For lissajous patterns I direct interested parties to my earlier book, Laser Cookbook, available at most public libraries. Has a section on mounting mirrors to a voice-coil, too, if you want that effect.
-- Gordon
blueeyedpop wrote:

Add pictures here
<% if( /^image/.test(type) ){ %>
<% } %>
<%-name%>
Add image file
Upload
Lisandro Pin wrote:

The "laserpod" (www.laserpod.com) is basically a disco ball in a can.
Try in "sci.engineering.lighting". Or get cheap, small gearmotors here:
http://www.hobbyengineering.com/SectionM.html
                John Nagle
Add pictures here
<% if( /^image/.test(type) ){ %>
<% } %>
<%-name%>
Add image file
Upload
While a stepper motor can turn that slow... I am not certain it will be smooth enough for you. Perhaps a small geared system like the servos already mentioned would do. Or perhaps one of the bit-charger type of tiny R/C cars. In particular, the tanks have slower geared down motors.
Joe Dunfee
Add pictures here
<% if( /^image/.test(type) ){ %>
<% } %>
<%-name%>
Add image file
Upload
Hi,
snipped-for-privacy@yahoo.com wrote:

you can drive the stepper motor with ac direct comming out the transformator, the second winding connected with a suitable condensator. A common 200 steps stepper motor gives you then a slow and stable motion....
-Blueloop
Add pictures here
<% if( /^image/.test(type) ){ %>
<% } %>
<%-name%>
Add image file
Upload
I just tried this and works very well - the movement is not *perfectly* smooth (of course), but it's hard to notice it. I'll try to get a gearbox motor for cheap; if not, this will do just fine. Thanks!
Add pictures here
<% if( /^image/.test(type) ){ %>
<% } %>
<%-name%>
Add image file
Upload
RC gear is now so cheap that you can buy a complete kit with two servos for around $40.
Wayne

Add pictures here
<% if( /^image/.test(type) ){ %>
<% } %>
<%-name%>
Add image file
Upload
China Shenzhen ZHAOWEI Machinery & Electronics Co.
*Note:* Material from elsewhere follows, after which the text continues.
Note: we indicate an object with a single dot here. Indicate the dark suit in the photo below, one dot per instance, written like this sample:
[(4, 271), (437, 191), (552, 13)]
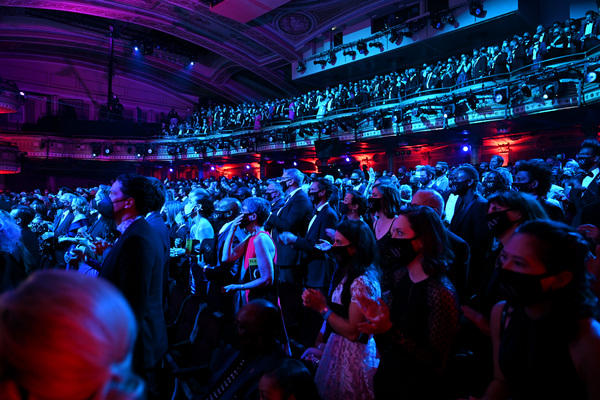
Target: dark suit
[(318, 266), (293, 217), (158, 224), (458, 271), (469, 223), (135, 265)]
Ltd engages in designing , manufacturing and marketing all kinds of electric motors. They are mainly suitable for the following applications: smart home application used in sm art kitchen and laundry, medical instrument for personal care, smart E-tran smission applied in automobile, industry automation applied in telecommunic ation and a great variety of plastic/metal planetary gearbox in different s izes. In order to develop the oversea market, we are current seeking new partne rs around the world to create a bright future together. ZhaoWei is a right choice and excellent partnership with sincere services.
Company: Shenzhen ZHAOWEI Machinery & Electronics Co., Ltd URL: http://www.zwgearbox.com/ Contact: Annie Liu Tel?+86-755-27322652 Fax?+86-755-27323949 E-mail: snipped-for-privacy@zwgearbox.com Add: Blk. 18, Longwangmiao Industry Park, Fuyong Tn., Bao?an Dist., Shenzhen 518103, Guangdong, China
Add pictures here
<% if( /^image/.test(type) ){ %>
<% } %>
<%-name%>
Add image file
Upload

Polytechforum.com is a website by engineers for engineers. It is not affiliated with any of manufacturers or vendors discussed here. All logos and trade names are the property of their respective owners.